介護職はなぜに「退屈」な仕事なのか?

介護職を退屈にさせる要因


最近、介護現場に立てば、仕事を黙々と熟す介護士とフラフラと動き回る介護士に分かれます。

どちらが良くて悪いのではなく、「組織」としての連帯感が薄いことが気がかりです。

介護現場で働いていると、3つも4つも仕事が同時に発生することも珍しくありません。

個々の仕事を処理する方法が分からないのではなく、「物理的」に手が足りなくて歯痒い思いをします。

今朝、夜勤明けの先輩から、「コレはしたの?」と訊ねられました。

「まだです!」と答えるしかありません。

その代わり、別の仕事が処理されて、「コレ」がまだ手つかずだったからです。

スケジュールとしては、まだ時間的に余裕があります。

何になんでそこだけを指摘して、傍観していたままだったのがむしろ違和感に感じたほどです。

ある処理が必要になった時に、あるべき物が準備されていないとそこから始めなくてはいけません。

1つくらいならフォローできるとしても、3つも4つも重なれば、非効率なのは明らかです。

今、何をするべきか?


介護現場の仕事で必要なのは、寄り添いや傾聴ではありません。

先ずは、一定水準以上のクオリティーで作業できるようになることです。

その上で、タイムスケジュールに合わせて、「何をしなければいけないのか?」を判断しながらペース配分を考えることでしょう。
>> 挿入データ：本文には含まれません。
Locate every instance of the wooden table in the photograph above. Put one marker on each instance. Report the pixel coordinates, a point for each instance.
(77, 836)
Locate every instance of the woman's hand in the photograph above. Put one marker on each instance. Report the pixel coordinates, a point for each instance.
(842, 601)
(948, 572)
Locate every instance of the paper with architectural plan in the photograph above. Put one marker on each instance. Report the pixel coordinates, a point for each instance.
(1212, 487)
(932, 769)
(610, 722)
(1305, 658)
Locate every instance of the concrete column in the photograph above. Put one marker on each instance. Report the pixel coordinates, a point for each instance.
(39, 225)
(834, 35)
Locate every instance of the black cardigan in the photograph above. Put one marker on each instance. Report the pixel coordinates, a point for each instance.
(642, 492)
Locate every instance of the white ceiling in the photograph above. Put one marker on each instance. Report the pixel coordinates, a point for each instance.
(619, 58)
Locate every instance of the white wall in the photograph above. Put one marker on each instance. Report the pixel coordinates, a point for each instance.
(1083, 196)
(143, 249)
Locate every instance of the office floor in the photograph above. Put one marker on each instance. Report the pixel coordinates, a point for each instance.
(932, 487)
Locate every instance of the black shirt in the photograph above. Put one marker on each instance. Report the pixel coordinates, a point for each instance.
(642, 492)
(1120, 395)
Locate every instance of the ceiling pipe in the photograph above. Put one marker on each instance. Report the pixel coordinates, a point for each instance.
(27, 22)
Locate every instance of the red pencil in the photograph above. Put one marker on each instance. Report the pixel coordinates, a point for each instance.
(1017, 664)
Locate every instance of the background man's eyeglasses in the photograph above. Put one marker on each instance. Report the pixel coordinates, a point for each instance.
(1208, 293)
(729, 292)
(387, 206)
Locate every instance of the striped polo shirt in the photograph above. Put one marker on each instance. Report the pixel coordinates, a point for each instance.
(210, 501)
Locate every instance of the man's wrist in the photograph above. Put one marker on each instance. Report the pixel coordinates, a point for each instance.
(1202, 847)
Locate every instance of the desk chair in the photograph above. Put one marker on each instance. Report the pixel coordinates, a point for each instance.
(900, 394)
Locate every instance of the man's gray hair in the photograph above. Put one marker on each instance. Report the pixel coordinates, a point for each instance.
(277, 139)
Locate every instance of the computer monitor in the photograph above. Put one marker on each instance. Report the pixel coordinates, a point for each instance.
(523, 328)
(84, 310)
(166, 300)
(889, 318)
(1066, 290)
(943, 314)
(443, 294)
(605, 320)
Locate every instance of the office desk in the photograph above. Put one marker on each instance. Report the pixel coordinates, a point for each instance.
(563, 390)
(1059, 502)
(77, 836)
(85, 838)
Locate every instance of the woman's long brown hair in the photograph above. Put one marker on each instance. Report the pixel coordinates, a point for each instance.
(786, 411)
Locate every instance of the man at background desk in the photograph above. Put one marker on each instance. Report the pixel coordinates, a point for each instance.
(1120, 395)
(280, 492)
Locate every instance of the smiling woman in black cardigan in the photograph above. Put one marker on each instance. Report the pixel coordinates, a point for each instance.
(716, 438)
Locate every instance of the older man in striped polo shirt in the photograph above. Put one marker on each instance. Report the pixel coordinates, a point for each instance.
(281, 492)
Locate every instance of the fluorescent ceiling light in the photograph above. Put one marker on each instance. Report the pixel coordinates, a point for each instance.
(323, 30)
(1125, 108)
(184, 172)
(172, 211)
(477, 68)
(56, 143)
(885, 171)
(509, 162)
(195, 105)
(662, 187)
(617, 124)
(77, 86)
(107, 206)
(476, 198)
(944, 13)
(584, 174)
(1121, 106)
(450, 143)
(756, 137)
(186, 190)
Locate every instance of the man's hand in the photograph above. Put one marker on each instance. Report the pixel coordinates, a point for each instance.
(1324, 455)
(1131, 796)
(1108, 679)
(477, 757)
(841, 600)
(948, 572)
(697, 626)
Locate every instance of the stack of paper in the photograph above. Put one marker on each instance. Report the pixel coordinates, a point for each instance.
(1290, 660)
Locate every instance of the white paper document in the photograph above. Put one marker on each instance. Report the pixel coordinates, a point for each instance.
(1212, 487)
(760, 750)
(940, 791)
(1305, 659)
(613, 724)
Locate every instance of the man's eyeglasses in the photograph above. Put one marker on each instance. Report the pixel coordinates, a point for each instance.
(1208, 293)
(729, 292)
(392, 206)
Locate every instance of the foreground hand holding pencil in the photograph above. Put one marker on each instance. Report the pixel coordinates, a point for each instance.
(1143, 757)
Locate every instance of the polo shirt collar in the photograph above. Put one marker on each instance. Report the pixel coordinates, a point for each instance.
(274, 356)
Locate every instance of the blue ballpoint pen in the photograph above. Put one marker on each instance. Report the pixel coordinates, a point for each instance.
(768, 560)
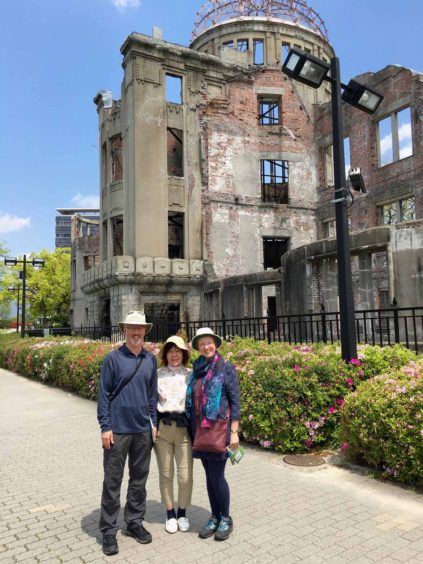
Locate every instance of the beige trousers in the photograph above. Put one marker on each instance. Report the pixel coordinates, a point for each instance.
(173, 444)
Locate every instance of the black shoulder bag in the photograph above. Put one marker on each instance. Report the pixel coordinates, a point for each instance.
(126, 381)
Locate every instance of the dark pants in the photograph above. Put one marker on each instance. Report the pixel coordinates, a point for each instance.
(217, 487)
(137, 447)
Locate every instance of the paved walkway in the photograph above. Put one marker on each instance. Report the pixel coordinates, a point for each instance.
(50, 481)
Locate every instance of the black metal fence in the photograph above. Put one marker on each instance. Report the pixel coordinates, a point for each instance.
(382, 327)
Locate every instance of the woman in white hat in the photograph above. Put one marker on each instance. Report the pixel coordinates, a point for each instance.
(213, 411)
(173, 441)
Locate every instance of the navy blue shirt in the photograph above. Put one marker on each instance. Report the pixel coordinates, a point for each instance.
(134, 409)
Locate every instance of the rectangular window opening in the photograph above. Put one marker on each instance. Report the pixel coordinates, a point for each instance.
(269, 111)
(274, 181)
(117, 235)
(174, 89)
(395, 137)
(175, 235)
(273, 249)
(242, 45)
(258, 46)
(398, 212)
(175, 152)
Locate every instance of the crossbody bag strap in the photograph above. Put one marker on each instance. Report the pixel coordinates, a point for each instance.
(125, 382)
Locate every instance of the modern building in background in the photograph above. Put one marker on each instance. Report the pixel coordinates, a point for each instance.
(217, 177)
(64, 224)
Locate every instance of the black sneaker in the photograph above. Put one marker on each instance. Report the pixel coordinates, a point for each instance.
(225, 528)
(139, 533)
(110, 545)
(209, 528)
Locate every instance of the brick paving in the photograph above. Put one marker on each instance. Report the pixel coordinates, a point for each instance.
(50, 482)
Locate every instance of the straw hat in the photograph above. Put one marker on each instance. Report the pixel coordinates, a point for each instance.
(136, 318)
(206, 332)
(174, 340)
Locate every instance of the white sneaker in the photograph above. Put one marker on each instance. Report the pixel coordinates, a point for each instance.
(171, 525)
(183, 524)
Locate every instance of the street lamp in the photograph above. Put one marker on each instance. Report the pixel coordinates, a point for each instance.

ところが、フラフラと無駄な動きをしてしまう介護士は、タイムスケジュールの意識が弱く、思いついた時に仕事を始めてしまいます。

まとめれば一回で終わり仕事を、半分ずつ何度も行き来するので、働いている割に仕事が処理できません。

傍目には手を抜いているようには見えませんが、「その仕事は何分掛けているの?」と思ってしまいます。

だから、仕事が終わらないと感じた介護士は黙々と遅れを取り戻そうとして、フラフラとする介護士はいつまでも変わりません。

タイムスケジュールを理解しているからこそ

やるべき仕事が処理できたからこそ、余った時間で「寄り添い」や「傾聴」ができます。

見るからに不穏で落ち着かない利用者には、急かしても意味がありません。

しかし、タイムスケジュールを管理できないと、「急いで!」とその利用者に言ってしまいます。

もちろん、さらに落ち着かなくなるわけです。

不穏になったり、覚醒して急にできるようになったりする瞬間、実は「介護」がとても力を発揮します。

処理を間違えるとチャンスを逃し、段々と利用者の反応が悪くなります。

「何でそれ?」

今だと思う時に、全く意図がない行為をしている介護士を見ると心の中で愕然としてしまいます。

ある意味で、それが介護現場の限界値です。

上手く回すには、メンバーの1人ではいけないのです。

組織づくりの楽しさ


ポイントは、現場の介護士が基本スキルを身につけること。

タイムスケジュールを理解して、時間毎に「現場のあるべき姿」を認識すること。

さらに、補充や準備にも手を抜かず、手が空いたら普段できない仕事をすること。

この3つができれば、かなり介護現場は上手く回るはずです。

そのあとで、利用者の寄り添いやケアの意識が始まります。

また現場のリーダーが、ポイントを押さえて介護士たちを取りまとめなければいけません。

リーダーの意識が薄いと、ポイントを理解しない介護士はいつまでも自由奔放に動きまわります。

そのカバーに追われる別の介護士はモチベーションを下げ、やがて介護士に見切りをつけてしまいます。

思えば何度も改善できるチャンスがあったのに、どうにかなるという意識が拭えずに成長しないままスキルが上がりません。

介護士という仕事は、やりがいがあるはずなのに、つまらなくなってしまうのです。